Apply a Flat Fee for Sedation Codes

Published by: Melissa Clark, CCS-P on April 17, 2006

A provider that is not an anesthesiologist, such as a pediatrician, should use the new moderate sedation codes (99143 – 99150) to capture the charge for the procedure’s base units. These codes eliminate any need to bill extra units. You should ignore billable units and use new time-based codes instead.

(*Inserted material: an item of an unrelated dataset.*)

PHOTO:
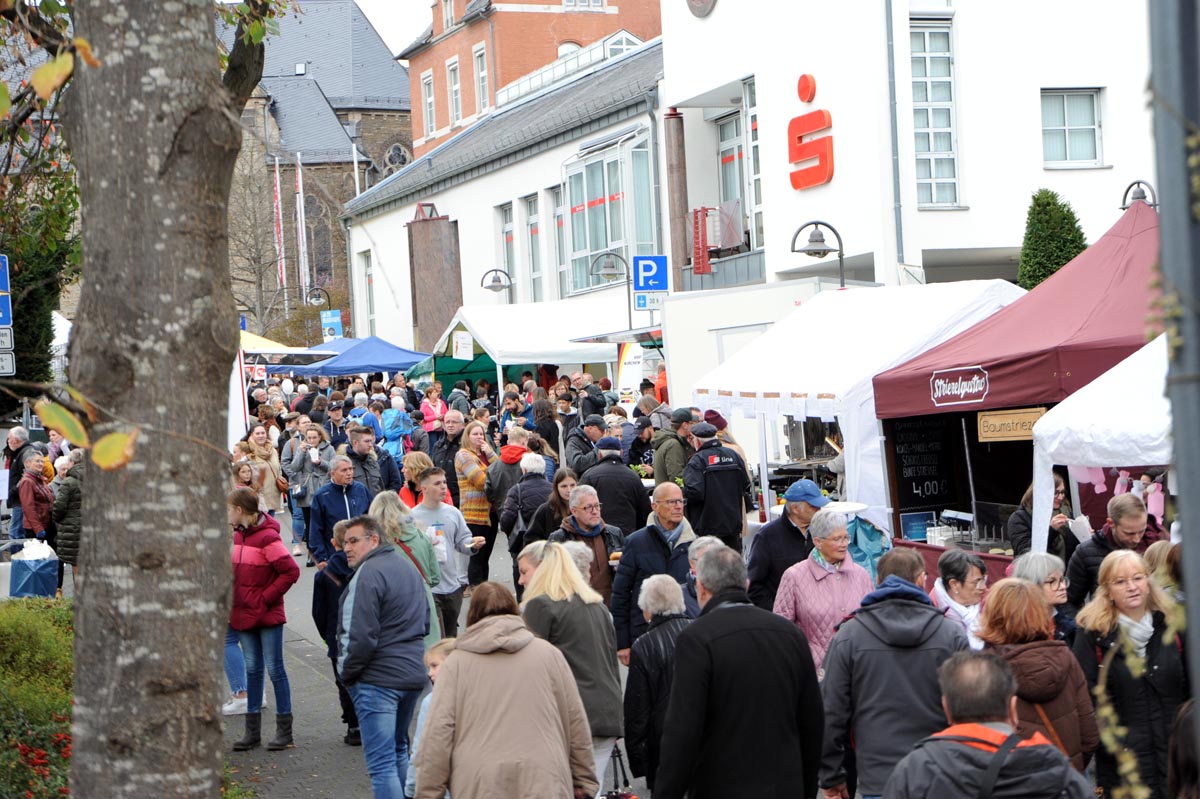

For example, a 4 year old presents for an MRI performed by a radiologist. A pediatrician provides moderate sedation throughout the procedure. The sedation lasts for thirty minutes. Before, you would have coded this sedation by with anesthesia code 01922. Because this procedure has seven base units and 2 time units, you would have billed 01922 x 9. On new 2006 claims, you should use the age specific moderate sedation code that represents the pediatrician’s assistant role, which is 99148. This code is for moderate sedation services other than those described in codes 00100-01999 that are provided by a physician other than the professional who is performing the service that the sedation supports, under five years of age, the first 30 minutes intra-service time. Because this sedation does not go to the thirty-first minute, you should not report the +99149 as well.

Physical status modifiers do not apply to the moderate sedation codes for non anesthesiologists. In the case above, if the patient had a severe systemic disease, you would have previously appended 01922 with P3, to indicate patient’s status. You would bill an additional unit of 01922 for a total of 8 units. You now should simply report 99148.